Supportact said: [my style is] probably more an accumulation of limitations and bad habits than a 'style'.
In the past my expectations have probably got in the way. I wasn't improving as quickly as I thought I should be and packed it in. At the moment I'm focussing on exercises to strengthen my little finger and it's taken a good few weeks to make any noticeable progress.
I'm still not "quick" by any means but I'm getting there any my playing is noticeably cleaner than it was.
Since starting to try and play bluegrass a few years back I've been trying hard to increase speed (mostly right hand pick speed as you pretty much have to pick every note to be heard in an acoustic context). After a long time of not getting very far by taking the "only add a few BPM once you can play it perfectly" approach, I discovered a player and teacher called Steve Kauffman who has a slightly different way of thinking. He says that speed is a forced issue and the only way you play faster is by, well, playing faster. Most of those real bluegrass pickers acquired their speed from trying to keep up as kids in jams where people where playing fast and that's where his approach comes from.
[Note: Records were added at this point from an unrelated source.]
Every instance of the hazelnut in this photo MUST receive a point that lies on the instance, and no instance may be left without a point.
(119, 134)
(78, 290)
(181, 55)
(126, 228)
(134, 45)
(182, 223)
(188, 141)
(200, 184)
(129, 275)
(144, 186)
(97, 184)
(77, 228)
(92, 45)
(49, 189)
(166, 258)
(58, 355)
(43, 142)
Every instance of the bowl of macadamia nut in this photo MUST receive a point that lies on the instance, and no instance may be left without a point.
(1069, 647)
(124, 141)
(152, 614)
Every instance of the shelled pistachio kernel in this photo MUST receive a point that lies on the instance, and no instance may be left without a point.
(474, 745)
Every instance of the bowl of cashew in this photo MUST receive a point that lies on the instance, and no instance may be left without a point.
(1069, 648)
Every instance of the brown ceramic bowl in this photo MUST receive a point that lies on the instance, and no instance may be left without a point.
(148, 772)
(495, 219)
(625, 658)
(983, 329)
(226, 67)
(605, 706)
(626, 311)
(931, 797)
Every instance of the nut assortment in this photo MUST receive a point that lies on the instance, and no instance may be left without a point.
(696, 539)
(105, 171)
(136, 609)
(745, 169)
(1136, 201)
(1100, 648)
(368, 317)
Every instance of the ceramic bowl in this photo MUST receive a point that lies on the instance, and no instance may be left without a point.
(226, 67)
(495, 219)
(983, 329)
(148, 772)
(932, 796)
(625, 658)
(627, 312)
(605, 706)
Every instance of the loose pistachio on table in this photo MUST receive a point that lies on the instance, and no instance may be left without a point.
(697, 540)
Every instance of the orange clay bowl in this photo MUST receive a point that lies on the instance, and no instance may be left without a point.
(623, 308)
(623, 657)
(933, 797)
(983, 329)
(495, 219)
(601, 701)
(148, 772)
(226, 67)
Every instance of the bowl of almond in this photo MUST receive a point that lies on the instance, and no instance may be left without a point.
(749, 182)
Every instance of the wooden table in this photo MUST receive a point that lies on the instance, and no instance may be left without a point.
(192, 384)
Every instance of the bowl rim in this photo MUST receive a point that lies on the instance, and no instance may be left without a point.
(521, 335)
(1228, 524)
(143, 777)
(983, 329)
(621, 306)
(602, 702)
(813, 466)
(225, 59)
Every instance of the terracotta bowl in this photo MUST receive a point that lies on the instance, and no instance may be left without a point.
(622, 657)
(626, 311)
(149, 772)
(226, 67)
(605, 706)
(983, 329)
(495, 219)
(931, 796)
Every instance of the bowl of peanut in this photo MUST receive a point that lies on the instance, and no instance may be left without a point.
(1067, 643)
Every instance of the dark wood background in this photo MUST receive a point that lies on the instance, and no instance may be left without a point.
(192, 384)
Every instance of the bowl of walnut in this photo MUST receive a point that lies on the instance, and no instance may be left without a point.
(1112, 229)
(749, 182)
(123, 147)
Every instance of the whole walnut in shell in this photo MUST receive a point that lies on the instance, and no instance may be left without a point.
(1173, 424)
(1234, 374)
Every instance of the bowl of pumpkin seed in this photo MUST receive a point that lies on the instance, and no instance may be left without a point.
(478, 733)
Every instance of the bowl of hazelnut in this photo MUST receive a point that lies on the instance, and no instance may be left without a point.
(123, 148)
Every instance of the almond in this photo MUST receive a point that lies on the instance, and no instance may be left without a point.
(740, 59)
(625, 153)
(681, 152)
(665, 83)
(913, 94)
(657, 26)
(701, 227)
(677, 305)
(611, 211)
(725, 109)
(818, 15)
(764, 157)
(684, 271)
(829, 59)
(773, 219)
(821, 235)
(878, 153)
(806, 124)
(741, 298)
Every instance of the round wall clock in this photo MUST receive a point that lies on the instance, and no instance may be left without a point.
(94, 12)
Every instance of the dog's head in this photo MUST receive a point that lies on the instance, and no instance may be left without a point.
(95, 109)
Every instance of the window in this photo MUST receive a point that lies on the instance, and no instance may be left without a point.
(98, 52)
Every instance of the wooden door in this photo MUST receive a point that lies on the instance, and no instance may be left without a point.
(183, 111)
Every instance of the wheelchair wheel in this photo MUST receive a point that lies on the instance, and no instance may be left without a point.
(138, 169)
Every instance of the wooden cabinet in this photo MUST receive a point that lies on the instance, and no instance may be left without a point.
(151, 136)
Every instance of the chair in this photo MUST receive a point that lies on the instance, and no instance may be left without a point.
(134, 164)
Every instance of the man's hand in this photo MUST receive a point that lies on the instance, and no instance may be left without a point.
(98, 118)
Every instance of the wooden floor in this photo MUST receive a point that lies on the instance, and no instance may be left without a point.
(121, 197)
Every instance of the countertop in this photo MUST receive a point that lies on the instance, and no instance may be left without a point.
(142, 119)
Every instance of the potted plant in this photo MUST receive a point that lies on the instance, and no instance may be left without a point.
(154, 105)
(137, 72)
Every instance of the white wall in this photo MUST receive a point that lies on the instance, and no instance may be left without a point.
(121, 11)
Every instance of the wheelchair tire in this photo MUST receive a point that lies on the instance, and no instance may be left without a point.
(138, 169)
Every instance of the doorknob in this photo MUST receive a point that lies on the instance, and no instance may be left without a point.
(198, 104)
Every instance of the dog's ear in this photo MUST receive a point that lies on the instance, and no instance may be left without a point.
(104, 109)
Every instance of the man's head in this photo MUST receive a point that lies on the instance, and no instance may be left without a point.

He starts from the same place - learn to play it perfectly slowiy first. But then you jack up the tempo straight away to 30-40% faster than your play-it-perfectly tempo. When you inevitably crash and burn go back to your play-it-perfectly tempo for a bit, then try again at 30-40% up. No inbetween tempos. The logic being that you're getting your fingers used to moving quickly even if you're not playing it perfectly. It gets easier each time you up the tempo because your muscles aren't shocked by having to move a lot faster.
It's the antithesis of a lot of conventional thinking about building speed but it's building up my speed more effectively than adding a few bpm a day which I was trying to do before.....
Supportact said: [my style is] probably more an accumulation of limitations and bad habits than a 'style'.
I remember being given the advice that you learn to play something at about 2/3 full tempo (perfectly) and then you bring it back up to full speed. That seems similar (though I can't be bothered to do the maths).